Segundo Carlos, as marmitas são entregues em esquema de rodízio entre os participantes do projeto. A cada entrega, ele prepara cerca de 100 refeições. “Isso é bom, estamos ativos neste momento”, diz o venezuelano, que ressalta que permanece em casa quando não está fazendo as entregas.
“Ficamos com medo do vírus, sim. Aqui na região há muitos casos confirmados, então a gente só sai para o necessário.”
Preocupação global
Relatório divulgado nesta semana pela Agência da ONU para Refugiados (Acnur) diz que, no fim de 2019, o mundo tinha 79,5 milhões de deslocados no mundo — o que representa cerca de 1% da população mundial. Além de pessoas em situação de refúgio, o número inclui cidadãos que foram obrigados a se mudar dentro do próprio país.

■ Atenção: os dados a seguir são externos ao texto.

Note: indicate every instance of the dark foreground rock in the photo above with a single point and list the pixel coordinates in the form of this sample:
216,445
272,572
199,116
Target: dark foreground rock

Esse balanço finalizado em 2019, portanto, não inclui os efeitos da Covid-19 nos refugiados. Com a falta de testes pelo mundo e a dificuldade em fazer triagem da origem das pessoas infectadas com o novo coronavírus, por enquanto não há dados oficiais sobre o total de deslocados no planeta que contraíram a doença.
Uma das maiores preocupações das organizações de direitos humanos é com refugiados e solicitantes que ainda estão em campos destinados a migrantes. Nem sempre abrigos oferecem condições de distanciamento social, e o impacto econômico da pandemia piora a angústia e os riscos dos refugiados.
A Acnur informa, em nota publicada em seu site, que trabalha para ajudar refugiados e outras pessoas em situação de deslocamento forçado com distribuição de água, equipamentos médicos e de higiene. “Quando possível, incrementamos os serviços de saúde pública e higiene em áreas que abrigam pessoas deslocadas, incluindo o transporte aéreo de equipamentos de emergência e estabelecendo unidades de isolamento”, diz a organização.